The other night, I heard a story on the radio of a woman some years ago who had given birth to her second son. One morning she confirmed a fear that she had, that something was wrong, as she took the child out into the bright sun light and those infant eyes didn’t blink or change at all. She realized her son was blind. They then discovered some other physical ailments. And the mother was devastated... she was solely focused on all the things that would make the child "different" or in her mind, "less than" every one else. The older son, retelling the story, said "then one day she walked into Notre Dame Cathedral in Paris France with the infant in her arms and as she prayed the ‘Our Father’ and got to the words ‘thy will be done’ - she described it as the first time that she actually prayed those words and meant it. And the change in her heart was almost instant. It was as if the fears left and this peace came over her as she stopped looking at his deficiencies and saw this child as a pure gift, a pure joy and simply loved her child."

When she was able to go past her disappointment and trust God again, no her son wasn’t miraculously healed and able to see... but there was a miracle that was even more important for an even more important bodily organ – her heart was healed.

It would be hard to imagine anyone not sitting here today who doesn’t have some trials, fears, or sadness they’re dealing with. Suffering doesn’t seem to bypass any of us, it’s usually a matter of to what extent or degree. And the hurts we’ve suffered, the trusts that have been violated make us cynical or skeptical. To open ourselves up can make us vulnerable... and as adults we don’t really like to do that.

Jesus isn’t being pollyannaish here. Jesus knows true suffering... another reason that we always have a crucifix before us to remind us of that reality that he endured. And as we look at that crucifix, we are captivated by the trust that he had throughout his life and death in His Father.

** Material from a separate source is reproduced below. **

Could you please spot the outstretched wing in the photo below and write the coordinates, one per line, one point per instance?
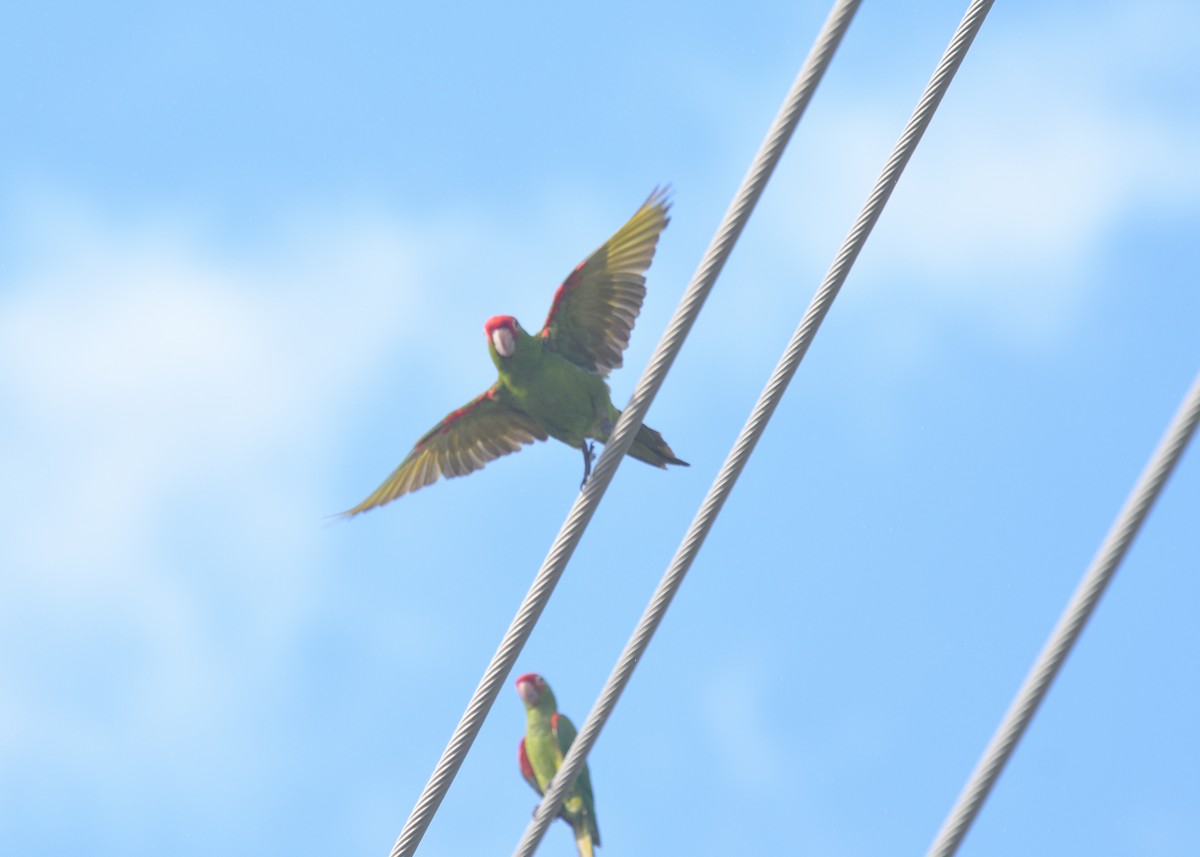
(594, 309)
(527, 768)
(468, 438)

The rest of the story finds us here today - that trust didn’t stop Good Friday, but brought about Easter Sunday - and continues to make Jesus really present in His word and in His Body and Blood in the Eucharist here today. He’s making himself vulnerable to us, inviting us to receive Him, to trust Him, to come to Him - finding when we do, the peace that we long for. Suddenly, becoming a child, becoming like a "little one" doesn’t seem so demeaning.